Okay. We think women need mammograms if we are going to reduce the number of women dying from breast cancer. (Men also get breast cancer. It’s less common. But it happens. There is no mammography recommendation for men, however.) We think everyone of a certain age needs screening for colon cancer, which is or sometimes leads to colonoscopy, if we are going to reduce the number of people dying from colon cancer.
But there is some real craziness that happens to women with at mammography time. And to many people, at colonoscopy time.
Here’s the craziness: If you have dense breasts, but sometimes other times, the usual process for getting a mammogram (which is a kind of Xray) may not work as well at detecting cancers. Or the nice radiologists may think they see something and want to do more studies to make sure what they see isn’t a problem. So the radiologists who run this whole process tell you that you need an ultrasound, a breast MRI or a 3D mammogram to make sure you don’t have cancer — all tests which cost more, and sometimes lots more money– than a “regular” mammogram. But get this: insurance companies have to pay for screening mammograms without a copay, according to the law. But when radiologists think maybe they see something, those insurance companies often call the fancier, more expensive testing diagnostic tests, not screening tests, which means the person who gets them has to pay a copay. And the copays are often pretty big, sometimes $200 or more. Which lots of poor and working women can’t afford.
Similar story with colonoscopy. Screening colonoscopy and other colon cancer screening is supposed to be covered under the Affordable Care Act, and state law. But sometimes the gastroenterologists who do the test see a polyp and remove it. Then they often recommend you have another colonoscopy in three or five years, and guess what, the nice insurance company calls that follow-up screening colonoscopy diagnostic, and you get to pay a co-pay of two, three or even six hundred dollars, even though you have insurance and the law requires that insurance to pay for screening colonoscopy.
Say what? We have a rule that says insurance companies have to pay for screening mammograms and colonoscopies, but some insurance companies say some of the imaging we use isn’t really screening? And the radiologists and gastroenterologists who do this get to charge a bunch more money when they decide someone needs those fancy tests? And the radiologists and gastroenterologists get to keep the extra money? And all that means some poor and working women and men either can’t afford screening, or get pushed to the brink financially because of the cost? What’s going on here?
(I’m going to skip arguments about the value of mammography and colonoscopy itself. There is some disagreement among public health experts about the value of both, but I’m going not to review those disagreements here. I think the evidence supports screening, most of the time.)

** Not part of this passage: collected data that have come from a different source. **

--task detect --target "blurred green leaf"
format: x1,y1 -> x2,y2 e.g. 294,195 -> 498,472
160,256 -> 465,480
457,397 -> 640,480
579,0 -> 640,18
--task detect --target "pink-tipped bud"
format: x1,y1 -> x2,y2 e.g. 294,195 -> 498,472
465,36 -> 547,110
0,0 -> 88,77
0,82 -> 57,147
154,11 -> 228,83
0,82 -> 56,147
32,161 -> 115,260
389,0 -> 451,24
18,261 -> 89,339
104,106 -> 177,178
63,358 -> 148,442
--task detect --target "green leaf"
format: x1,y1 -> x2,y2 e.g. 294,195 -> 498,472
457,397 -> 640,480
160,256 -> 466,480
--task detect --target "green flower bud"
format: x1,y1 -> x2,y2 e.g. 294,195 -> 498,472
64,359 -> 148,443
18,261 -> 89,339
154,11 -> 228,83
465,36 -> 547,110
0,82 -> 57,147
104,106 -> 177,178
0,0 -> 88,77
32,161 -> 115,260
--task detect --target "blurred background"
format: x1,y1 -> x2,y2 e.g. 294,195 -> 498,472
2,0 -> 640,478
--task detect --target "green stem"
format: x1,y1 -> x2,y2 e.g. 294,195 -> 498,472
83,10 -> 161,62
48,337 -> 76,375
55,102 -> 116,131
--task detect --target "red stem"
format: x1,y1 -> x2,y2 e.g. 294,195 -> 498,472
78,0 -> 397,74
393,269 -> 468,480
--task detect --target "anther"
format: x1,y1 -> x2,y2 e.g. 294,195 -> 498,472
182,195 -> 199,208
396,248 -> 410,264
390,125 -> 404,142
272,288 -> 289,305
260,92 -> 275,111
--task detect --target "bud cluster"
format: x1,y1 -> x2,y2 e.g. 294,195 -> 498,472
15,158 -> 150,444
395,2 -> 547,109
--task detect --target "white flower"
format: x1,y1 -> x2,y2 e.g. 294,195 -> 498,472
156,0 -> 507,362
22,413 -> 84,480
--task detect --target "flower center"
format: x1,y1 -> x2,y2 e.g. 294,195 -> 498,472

What’s going on here is that people with power and money are trying to game a attempt to make a tiny mini-system that screens for everyone, out of a market that exists for wealth extraction. Earth to insurance companies: screening is what you do when someone doesn’t have a symptom, when you look for early manifestations of a disease to prevent that disease from causing disability and early death. (Screening works when there is a good test that identifies asymptomatic disease, when there is a good way to get the at-risk population screened, a good treatment to stop the progression of the uncovered disease, and a good way to get the people with the hidden disease treated.) Diagnostic tests are what you do when someone has a symptom, and you are trying to find out what is causing the problem. Having dense breasts, or polyps in your colon, is like being tall, or short, or Black, or white, and isn’t a symptom. Calling those other tests or recommend repeat colonoscopy “diagnostic” is like putting a new name or new packaging on an old, inexpensive, but effective generic drug, and charging ten or a hundred times as much, which, unfortunately, happens all the time. Both are bald-faced attempts to game the system, such as it is, in the service of profit itself.
It makes me incredibly sad that the doctors and nurses who work for insurance companies, who have sworn oaths to put patient care first, and who staff the utilization review process — which is supposed to protect the public from this kind of manipulation of the law and our medical processes — haven’t stopped this craziness. But here we are.
Why hasn’t the Department of Health or the Attorney General or even the Health Insurance Commissioner stepped in to take the bad guys to court and end this abusive practice? I don’t know. I’m incredibly disappointed in all of them as well. But it may be that the law as written allows the insurance companies just enough wriggle room to get away with this nonsense.
Why haven’t the women and men who help run insurance companies and regulatory agencies stepped up to stop this nonsense? I don’t know that either.
The good news is that some decent and courageous legislators — Senators Zurier, Sosnowski, Miller, Gallo, and Lauria –introduced a bill — S 2070 –last session to end this ridiculous and manipulative process. The bad news is that S2070 didn’t pass. Yet.
We’d be crazy if everyone in Rhode Island didn’t call their legislators today and urge them to pass 2070 in the next session. Enough!
(Many thanks to Maureen Natale MSN RN and Linda Eibel NP for bringing this particular craziness to my attention.)